General Motors
Ultium Cells Llc Spring Hill Tenn 800

GM Stakes $2.3B for a Second Battery Plant

April 21, 2021
Ultium Cells LLC, the General Motors/LG Energy joint venture, is building a second plant to produce the battery cells that will power the range of new EVs the automaker pledges to deliver.

General Motors Corp. and its joint-venture partner have marked $2.3 billion to establish a second plant for manufacturing battery cells, in Spring Hill, Tenn. Ultium Cells LLC – co-owned by GM and LG Energy Solution  – will build the 2.8-million sq.ft. plant on land leased from GM, starting immediately. The new plant will provide GM’s proprietary Ultium battery cells to the Spring Hill assembly plant.

The Ultium Cells joint venture was established in 2019 and is building an initial manufacturing gplant in Lordstown, Ohio. The Tennessee plant will be operational in late 2023, employing 1,300 workers, according to GM.

GM’s Spring Hill plant will produce the new Cadillac LYRIQ electric vehicle, while continuing to assemble the Cadillac XT6 and XT5.
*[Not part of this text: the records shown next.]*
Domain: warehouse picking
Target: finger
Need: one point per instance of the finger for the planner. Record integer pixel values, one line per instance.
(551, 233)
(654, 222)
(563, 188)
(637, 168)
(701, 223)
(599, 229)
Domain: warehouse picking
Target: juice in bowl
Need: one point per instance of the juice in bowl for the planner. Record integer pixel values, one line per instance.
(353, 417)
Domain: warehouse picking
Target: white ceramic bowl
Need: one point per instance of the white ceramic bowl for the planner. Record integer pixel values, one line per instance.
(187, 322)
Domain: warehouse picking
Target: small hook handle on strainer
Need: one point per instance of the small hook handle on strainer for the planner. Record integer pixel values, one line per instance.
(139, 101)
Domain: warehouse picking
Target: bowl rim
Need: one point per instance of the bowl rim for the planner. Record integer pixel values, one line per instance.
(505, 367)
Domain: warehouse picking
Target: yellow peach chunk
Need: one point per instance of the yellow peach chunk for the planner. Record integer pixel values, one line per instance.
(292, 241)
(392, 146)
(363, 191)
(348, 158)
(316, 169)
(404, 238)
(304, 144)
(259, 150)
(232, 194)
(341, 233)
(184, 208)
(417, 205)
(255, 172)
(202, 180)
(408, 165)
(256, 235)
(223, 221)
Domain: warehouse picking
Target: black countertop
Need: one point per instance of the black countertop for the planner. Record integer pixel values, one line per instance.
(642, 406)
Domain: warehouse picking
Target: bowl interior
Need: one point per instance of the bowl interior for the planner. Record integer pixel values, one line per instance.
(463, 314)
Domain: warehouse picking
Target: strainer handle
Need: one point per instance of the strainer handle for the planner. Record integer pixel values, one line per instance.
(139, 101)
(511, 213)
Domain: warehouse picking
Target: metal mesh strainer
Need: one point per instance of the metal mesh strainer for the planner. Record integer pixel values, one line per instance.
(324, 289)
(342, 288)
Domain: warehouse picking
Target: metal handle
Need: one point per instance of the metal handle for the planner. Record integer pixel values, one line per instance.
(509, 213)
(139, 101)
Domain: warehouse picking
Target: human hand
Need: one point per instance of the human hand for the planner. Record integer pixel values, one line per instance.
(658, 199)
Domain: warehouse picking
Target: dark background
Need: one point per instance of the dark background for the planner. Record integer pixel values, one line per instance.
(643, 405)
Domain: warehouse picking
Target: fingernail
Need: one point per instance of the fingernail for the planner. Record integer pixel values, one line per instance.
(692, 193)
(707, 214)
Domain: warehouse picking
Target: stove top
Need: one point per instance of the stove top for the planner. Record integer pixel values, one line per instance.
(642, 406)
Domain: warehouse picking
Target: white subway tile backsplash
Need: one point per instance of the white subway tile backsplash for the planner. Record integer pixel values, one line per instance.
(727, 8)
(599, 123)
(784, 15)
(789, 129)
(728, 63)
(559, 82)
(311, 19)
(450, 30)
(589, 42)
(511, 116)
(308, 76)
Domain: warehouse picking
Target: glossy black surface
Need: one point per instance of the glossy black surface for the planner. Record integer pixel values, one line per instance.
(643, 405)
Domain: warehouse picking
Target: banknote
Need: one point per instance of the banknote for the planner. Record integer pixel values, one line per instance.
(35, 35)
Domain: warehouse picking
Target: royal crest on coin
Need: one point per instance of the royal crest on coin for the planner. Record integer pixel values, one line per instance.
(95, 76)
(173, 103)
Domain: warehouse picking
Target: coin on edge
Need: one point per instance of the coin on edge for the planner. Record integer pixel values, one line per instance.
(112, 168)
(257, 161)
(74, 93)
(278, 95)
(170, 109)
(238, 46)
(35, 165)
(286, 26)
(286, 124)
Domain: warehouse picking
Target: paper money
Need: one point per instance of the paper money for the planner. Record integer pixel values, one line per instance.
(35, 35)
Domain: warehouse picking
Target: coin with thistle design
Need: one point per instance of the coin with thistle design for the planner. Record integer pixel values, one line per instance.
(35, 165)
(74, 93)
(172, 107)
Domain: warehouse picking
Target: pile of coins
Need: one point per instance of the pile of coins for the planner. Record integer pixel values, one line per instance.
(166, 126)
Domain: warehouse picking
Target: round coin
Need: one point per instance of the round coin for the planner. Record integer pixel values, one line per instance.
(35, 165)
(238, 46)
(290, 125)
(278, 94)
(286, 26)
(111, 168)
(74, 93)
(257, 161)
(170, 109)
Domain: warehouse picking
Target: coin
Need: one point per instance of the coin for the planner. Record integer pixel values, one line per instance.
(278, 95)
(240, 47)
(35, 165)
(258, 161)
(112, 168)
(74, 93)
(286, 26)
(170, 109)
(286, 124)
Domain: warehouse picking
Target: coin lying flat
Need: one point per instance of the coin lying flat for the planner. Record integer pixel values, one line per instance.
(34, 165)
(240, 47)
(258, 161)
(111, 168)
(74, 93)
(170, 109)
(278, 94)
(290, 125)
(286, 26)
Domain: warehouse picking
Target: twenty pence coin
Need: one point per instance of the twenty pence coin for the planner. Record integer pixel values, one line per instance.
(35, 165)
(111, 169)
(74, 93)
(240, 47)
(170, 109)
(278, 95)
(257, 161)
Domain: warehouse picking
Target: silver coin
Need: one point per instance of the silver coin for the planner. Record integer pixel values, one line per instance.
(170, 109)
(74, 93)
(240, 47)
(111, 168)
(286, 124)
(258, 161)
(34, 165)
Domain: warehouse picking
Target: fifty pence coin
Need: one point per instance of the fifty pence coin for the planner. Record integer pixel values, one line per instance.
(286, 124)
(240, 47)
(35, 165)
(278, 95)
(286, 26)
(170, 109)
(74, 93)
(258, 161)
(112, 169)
No production volume for battery cells has been indicated for the new plant. Reportedly, this new plant will adopt “the most advanced and efficient battery cell manufacturing processes,” with flexibility to adapt to advances in technology and materials for EV batteries.

“The addition of our second all-new Ultium battery cell plant in the U.S. with our joint venture partner LG Energy Solution is another major step in our transition to an all-electric future,” stated GM chairman and CEO Mary Barra.

Prior to announcing the new Ultium Cells plant, since 2019 the automaker had staked more than $4.5 billion for capital investments in EV-related production at U.S. plants. GM has promised to increase spending on electric vehicle program development by 35%, to over $27 billion, and plans to make EVs 40% of its U.S. product line, with 30 EVs available by 2025.

The Ultium battery will be the power source for GM’s EV products, including cars, commercial vehicles, and “high-performance machines,” according to the automaker. The Ultium technology involves “large-format, pouch-style cells (that) can be stacked vertically or horizontally inside the battery pack.

“This allows engineers to optimize battery energy storage and layout for each vehicle design, according to GM. “Energy options range from 50 to 200 kilowatt hours, which could enable a GM-estimated range up to 450 miles or more on a full charge with 0-60 mph acceleration in 3 seconds.” (GM noted that actual EV range may vary according to “several factors, including temperature, terrain, battery age, vehicle model, loading, use and maintenance.”